Oleh sebab itu, jajaran Pemprov Jakarta harus sangat terbuka ketika membahas pembenahan saluran air. Sejauh ini, Nirwono mengaku tidak melihat kejelasan rencana tata ruang dan perairan yang transparan maupun spesifik peruntukannya.
”Sudah terlalu lama Pemprov Jakarta ’main aman’ soal banjir. Pemprov menolak pemindahan warga dengan alasan takut ada konflik sosial, padahal sebenarnya itu bisa dilakukan dengan humanis dan pemberdayaan berkelanjutan,” katanya.
Ia mencemaskan permainan aman tersebut berakibat Pemprov Jakarta hanya membebaskan lahan bantaran kali yang kosong, bukan lahan yang telah memiliki rumah atau bangunan lain di atasnya. Jika pembebasan sporadis seperti ini, pembetonan bantaran sungai akan pada titik-titik tertentu dan hasilnya ada wilayah yang bolong-bolong dan tetap kelimpahan air dari sungai tatkala musim hujan.
”Bisakah pemprov dan Kementerian PUPR menjamin pembetonan menyeluruh bisa dilakukan sepanjang bantaran dua atau tiga sungai saja tahun ini tanpa ada celah? Tidak usah ambisius lima sungai dulu, apalagi 13 sungai,” ujarnya.
Terkait dengan saluran air, selama ini gubernur dan jajarannya terus menggaungkan bahwa saluran air di Jakarta sudah tua dan kemampuannya hanya mengalirkan 100 milimeter air per hari. Curah hujan biasanya antara 150-200 milimeter per hari sehingga wajar terjadi genangan air, dan yang penting bisa surut dalam waktu enam jam.
Nirwono mengatakan, belum ada Rencana Induk Saluran Air Jakarta. Apabila sudah jelas masalahnya di kapasitas saluran air, perlu dipertanyakan program pembenahan yang akan dilakukan pemprov. Pilihannya ada dua, yaitu menambah jumlah saluran air atau memperlebar serta memperdalam saluran yang ada.

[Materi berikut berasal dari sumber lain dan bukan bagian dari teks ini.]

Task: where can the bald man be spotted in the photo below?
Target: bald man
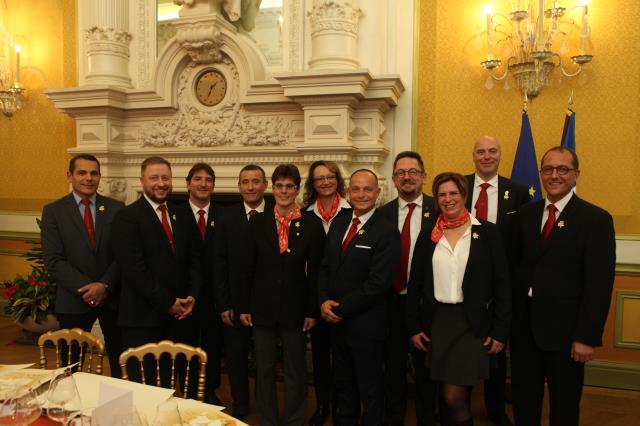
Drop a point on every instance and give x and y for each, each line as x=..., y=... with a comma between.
x=494, y=198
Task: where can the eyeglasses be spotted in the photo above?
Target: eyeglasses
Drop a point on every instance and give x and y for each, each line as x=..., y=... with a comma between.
x=410, y=172
x=561, y=170
x=326, y=178
x=285, y=187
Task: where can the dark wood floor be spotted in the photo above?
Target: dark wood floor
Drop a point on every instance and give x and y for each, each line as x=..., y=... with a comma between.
x=600, y=406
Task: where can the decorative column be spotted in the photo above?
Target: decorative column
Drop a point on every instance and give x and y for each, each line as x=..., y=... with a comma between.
x=334, y=34
x=108, y=40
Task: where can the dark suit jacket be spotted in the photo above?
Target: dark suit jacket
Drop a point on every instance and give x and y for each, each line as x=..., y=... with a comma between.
x=390, y=210
x=486, y=286
x=205, y=304
x=281, y=289
x=511, y=196
x=152, y=276
x=571, y=274
x=68, y=255
x=360, y=279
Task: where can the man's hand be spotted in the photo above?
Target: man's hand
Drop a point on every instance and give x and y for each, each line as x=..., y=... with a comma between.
x=326, y=310
x=227, y=317
x=94, y=294
x=419, y=341
x=493, y=345
x=309, y=323
x=581, y=352
x=245, y=319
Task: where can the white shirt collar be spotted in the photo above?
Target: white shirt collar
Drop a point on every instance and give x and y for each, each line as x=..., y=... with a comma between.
x=479, y=181
x=259, y=209
x=403, y=203
x=561, y=203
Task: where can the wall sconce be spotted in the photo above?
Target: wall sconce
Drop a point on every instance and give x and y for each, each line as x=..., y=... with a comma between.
x=10, y=87
x=529, y=52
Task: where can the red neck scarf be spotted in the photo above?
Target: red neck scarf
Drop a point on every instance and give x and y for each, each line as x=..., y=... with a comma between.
x=443, y=223
x=327, y=215
x=283, y=226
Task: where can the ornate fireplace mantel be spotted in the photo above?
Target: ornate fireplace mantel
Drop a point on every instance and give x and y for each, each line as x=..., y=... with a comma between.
x=262, y=117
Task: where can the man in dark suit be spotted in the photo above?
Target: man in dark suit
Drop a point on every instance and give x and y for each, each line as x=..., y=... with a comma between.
x=76, y=236
x=407, y=212
x=362, y=253
x=232, y=234
x=279, y=296
x=564, y=272
x=159, y=260
x=494, y=198
x=205, y=325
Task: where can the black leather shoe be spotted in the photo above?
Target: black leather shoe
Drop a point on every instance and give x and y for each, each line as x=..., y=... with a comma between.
x=501, y=421
x=320, y=416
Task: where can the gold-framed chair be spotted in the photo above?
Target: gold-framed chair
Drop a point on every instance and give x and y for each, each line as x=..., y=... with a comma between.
x=173, y=350
x=84, y=342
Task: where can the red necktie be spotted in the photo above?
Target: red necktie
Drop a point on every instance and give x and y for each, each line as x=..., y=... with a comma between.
x=548, y=225
x=482, y=204
x=400, y=282
x=352, y=232
x=201, y=224
x=88, y=222
x=167, y=228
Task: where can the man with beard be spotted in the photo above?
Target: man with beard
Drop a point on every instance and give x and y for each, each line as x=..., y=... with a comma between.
x=407, y=213
x=160, y=265
x=205, y=326
x=494, y=198
x=76, y=245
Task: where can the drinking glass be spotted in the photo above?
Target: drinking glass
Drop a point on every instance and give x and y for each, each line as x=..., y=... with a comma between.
x=63, y=399
x=20, y=408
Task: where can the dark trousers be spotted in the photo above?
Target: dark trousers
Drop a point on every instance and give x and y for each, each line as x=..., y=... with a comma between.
x=397, y=350
x=358, y=377
x=112, y=335
x=494, y=396
x=237, y=341
x=321, y=357
x=170, y=329
x=530, y=366
x=294, y=345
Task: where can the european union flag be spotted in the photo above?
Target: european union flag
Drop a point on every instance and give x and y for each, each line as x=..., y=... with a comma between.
x=569, y=131
x=525, y=165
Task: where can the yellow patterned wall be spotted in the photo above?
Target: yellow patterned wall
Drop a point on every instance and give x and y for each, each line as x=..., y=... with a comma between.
x=454, y=107
x=34, y=142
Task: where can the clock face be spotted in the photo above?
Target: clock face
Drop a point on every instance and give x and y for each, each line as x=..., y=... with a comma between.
x=211, y=87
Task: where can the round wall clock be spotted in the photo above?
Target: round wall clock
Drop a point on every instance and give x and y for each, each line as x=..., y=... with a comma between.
x=211, y=87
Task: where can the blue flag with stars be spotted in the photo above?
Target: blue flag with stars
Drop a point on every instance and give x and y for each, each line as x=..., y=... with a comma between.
x=569, y=131
x=525, y=164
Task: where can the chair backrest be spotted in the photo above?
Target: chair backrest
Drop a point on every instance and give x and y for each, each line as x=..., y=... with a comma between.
x=79, y=343
x=173, y=350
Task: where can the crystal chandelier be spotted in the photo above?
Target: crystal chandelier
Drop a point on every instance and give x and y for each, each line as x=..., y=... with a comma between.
x=532, y=41
x=10, y=87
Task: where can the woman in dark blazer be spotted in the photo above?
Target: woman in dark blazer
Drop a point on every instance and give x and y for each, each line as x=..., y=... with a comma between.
x=279, y=299
x=458, y=299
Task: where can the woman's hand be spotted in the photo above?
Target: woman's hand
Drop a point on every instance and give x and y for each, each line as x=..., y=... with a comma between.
x=419, y=341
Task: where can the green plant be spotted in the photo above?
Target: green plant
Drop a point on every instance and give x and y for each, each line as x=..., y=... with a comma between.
x=33, y=295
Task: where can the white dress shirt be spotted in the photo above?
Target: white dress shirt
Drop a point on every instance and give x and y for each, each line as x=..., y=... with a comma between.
x=449, y=266
x=415, y=227
x=156, y=208
x=363, y=219
x=344, y=204
x=259, y=209
x=492, y=197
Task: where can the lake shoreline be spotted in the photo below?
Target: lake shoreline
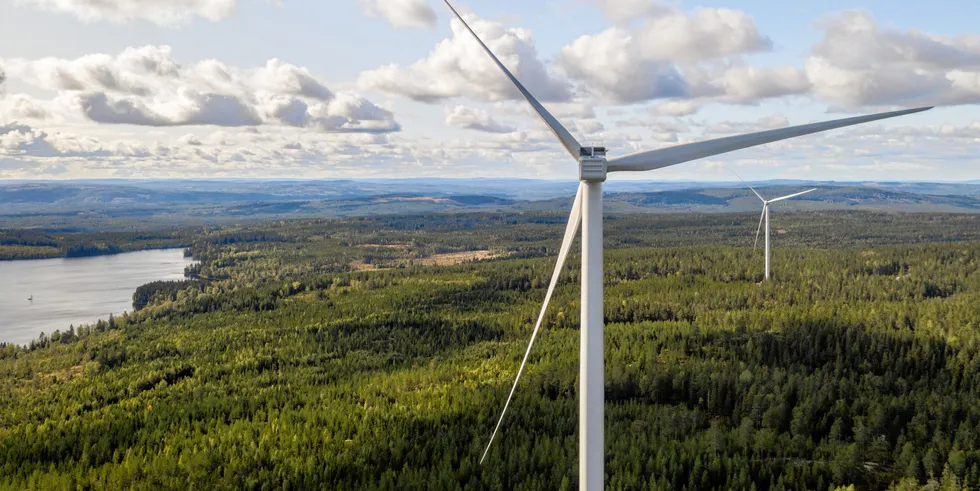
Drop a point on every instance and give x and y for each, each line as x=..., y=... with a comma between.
x=53, y=295
x=83, y=256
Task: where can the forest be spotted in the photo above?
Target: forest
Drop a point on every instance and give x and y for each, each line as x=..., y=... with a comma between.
x=377, y=353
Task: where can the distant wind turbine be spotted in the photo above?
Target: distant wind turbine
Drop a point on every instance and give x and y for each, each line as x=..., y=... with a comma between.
x=587, y=211
x=765, y=216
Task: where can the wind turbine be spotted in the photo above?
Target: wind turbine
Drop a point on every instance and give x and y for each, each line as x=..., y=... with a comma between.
x=587, y=211
x=765, y=216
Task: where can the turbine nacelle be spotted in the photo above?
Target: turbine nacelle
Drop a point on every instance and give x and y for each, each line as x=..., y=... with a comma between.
x=592, y=164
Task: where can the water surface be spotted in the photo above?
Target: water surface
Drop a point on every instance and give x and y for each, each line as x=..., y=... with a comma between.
x=76, y=291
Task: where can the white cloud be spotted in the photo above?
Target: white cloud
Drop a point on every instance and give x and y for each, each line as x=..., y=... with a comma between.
x=458, y=67
x=707, y=33
x=730, y=127
x=611, y=66
x=145, y=86
x=625, y=11
x=402, y=13
x=674, y=55
x=475, y=119
x=675, y=108
x=20, y=106
x=171, y=13
x=859, y=64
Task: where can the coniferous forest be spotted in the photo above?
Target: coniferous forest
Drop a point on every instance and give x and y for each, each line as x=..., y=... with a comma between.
x=377, y=353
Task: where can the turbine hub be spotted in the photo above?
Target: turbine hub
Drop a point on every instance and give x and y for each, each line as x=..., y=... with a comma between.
x=592, y=165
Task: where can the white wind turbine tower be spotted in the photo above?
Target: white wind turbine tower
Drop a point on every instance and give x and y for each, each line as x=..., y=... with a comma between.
x=765, y=216
x=587, y=211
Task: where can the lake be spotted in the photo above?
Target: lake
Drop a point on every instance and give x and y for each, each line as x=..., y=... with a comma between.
x=77, y=290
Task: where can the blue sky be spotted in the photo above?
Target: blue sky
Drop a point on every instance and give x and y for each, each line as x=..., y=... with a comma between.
x=387, y=88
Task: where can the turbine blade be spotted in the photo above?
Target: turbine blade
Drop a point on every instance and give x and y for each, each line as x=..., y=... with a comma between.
x=792, y=195
x=566, y=138
x=757, y=232
x=664, y=157
x=574, y=220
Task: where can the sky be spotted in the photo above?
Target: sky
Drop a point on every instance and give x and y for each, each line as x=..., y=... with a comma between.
x=397, y=88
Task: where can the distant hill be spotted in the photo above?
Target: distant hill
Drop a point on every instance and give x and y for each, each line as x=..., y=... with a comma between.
x=175, y=202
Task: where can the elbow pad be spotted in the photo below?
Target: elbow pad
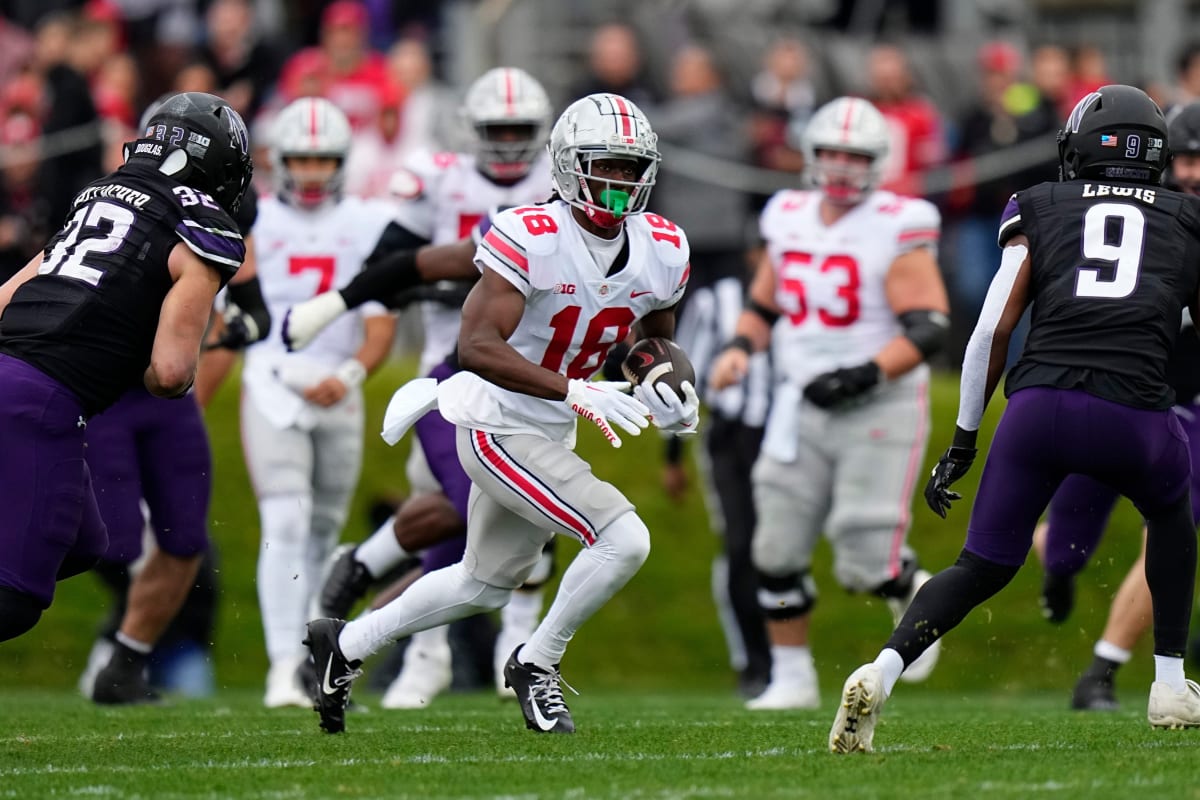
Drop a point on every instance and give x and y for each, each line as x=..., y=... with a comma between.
x=256, y=317
x=928, y=330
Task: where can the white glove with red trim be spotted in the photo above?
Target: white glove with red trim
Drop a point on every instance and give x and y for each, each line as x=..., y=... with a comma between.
x=603, y=401
x=669, y=413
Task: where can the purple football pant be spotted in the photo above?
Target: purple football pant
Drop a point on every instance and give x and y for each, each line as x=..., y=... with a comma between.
x=437, y=438
x=1047, y=434
x=154, y=449
x=49, y=525
x=1080, y=509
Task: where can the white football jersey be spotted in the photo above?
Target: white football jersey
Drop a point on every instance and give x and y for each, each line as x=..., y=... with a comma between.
x=829, y=280
x=300, y=254
x=443, y=197
x=574, y=312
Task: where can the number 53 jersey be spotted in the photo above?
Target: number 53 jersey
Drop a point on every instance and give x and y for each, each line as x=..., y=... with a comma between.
x=829, y=280
x=1113, y=266
x=574, y=311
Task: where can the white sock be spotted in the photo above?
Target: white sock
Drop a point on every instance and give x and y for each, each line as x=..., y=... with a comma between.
x=1169, y=669
x=892, y=665
x=520, y=617
x=283, y=584
x=432, y=638
x=381, y=551
x=435, y=599
x=790, y=662
x=594, y=576
x=1111, y=653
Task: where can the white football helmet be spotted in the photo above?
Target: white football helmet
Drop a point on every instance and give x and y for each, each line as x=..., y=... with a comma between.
x=508, y=113
x=846, y=125
x=310, y=126
x=603, y=126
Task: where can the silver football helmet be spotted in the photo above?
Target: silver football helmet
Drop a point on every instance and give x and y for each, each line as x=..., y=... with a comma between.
x=846, y=125
x=595, y=127
x=508, y=113
x=310, y=126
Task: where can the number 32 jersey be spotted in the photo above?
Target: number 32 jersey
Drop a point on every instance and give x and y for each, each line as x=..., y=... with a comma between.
x=829, y=280
x=1113, y=266
x=574, y=312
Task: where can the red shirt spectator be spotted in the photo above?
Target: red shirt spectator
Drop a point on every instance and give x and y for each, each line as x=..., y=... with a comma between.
x=355, y=76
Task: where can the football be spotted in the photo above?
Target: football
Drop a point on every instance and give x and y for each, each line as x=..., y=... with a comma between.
x=655, y=360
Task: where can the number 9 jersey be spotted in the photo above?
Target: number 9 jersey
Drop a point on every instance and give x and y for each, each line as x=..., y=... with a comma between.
x=574, y=311
x=829, y=280
x=1113, y=265
x=89, y=317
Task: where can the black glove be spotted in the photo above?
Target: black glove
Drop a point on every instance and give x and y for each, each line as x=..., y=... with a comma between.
x=237, y=335
x=832, y=389
x=951, y=467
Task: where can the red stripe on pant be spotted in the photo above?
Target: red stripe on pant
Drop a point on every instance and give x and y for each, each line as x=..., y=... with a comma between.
x=532, y=491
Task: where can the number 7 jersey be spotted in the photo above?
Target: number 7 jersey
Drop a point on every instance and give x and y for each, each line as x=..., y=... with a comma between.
x=1113, y=266
x=574, y=311
x=829, y=280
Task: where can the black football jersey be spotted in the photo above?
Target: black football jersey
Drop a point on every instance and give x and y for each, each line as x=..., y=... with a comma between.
x=89, y=317
x=1113, y=266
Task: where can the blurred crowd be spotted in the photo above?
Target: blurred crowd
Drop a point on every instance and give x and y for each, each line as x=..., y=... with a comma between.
x=76, y=76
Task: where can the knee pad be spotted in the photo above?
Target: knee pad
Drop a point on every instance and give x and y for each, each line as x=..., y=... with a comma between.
x=478, y=594
x=786, y=596
x=899, y=587
x=544, y=570
x=628, y=539
x=18, y=613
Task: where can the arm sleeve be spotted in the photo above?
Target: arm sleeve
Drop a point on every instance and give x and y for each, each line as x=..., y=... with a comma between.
x=973, y=388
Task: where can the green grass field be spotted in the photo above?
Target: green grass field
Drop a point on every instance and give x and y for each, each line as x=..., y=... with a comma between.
x=629, y=745
x=658, y=714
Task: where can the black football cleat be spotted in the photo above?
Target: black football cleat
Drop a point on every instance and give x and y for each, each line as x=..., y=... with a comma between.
x=346, y=582
x=1057, y=597
x=1095, y=693
x=540, y=693
x=123, y=684
x=335, y=673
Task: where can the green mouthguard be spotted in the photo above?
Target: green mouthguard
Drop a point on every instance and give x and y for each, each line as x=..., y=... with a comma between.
x=615, y=200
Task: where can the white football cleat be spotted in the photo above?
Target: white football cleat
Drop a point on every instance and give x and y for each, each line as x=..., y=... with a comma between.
x=426, y=674
x=283, y=689
x=1171, y=709
x=862, y=699
x=923, y=666
x=784, y=692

Idealnya, untuk kota sekelas Jakarta setiap saluran primer bisa menampung air 370 milimeter per hari. Kenyataannya, saluran primer di jalan raya seperti Jalan MH Thamrin lebarnya cuma 1,5 meter, padahal lebar trotoar di atasnya mencapai 8 meter. Ketika masuk ke saluran sekunder di jalan-jalan kecil dan saluran tersier di permukiman, lebar serta kedalamannya kian mengecil. Permukiman di Jakarta saluran airnya masih ada yang selebar 30-50 sentimeter.
”Koordinasi Dinas SDA dengan Dinas Bina Marga belum berjalan. Revitalisasi trotoar dan saluran utilitas belum diimbangi dengan revitalisasi saluran air. Trotoarnya sudah bagus dan lebar, tetapi di bawahnya, saluran air kondisinya masih sama dengan 20 tahun lalu,” paparnya.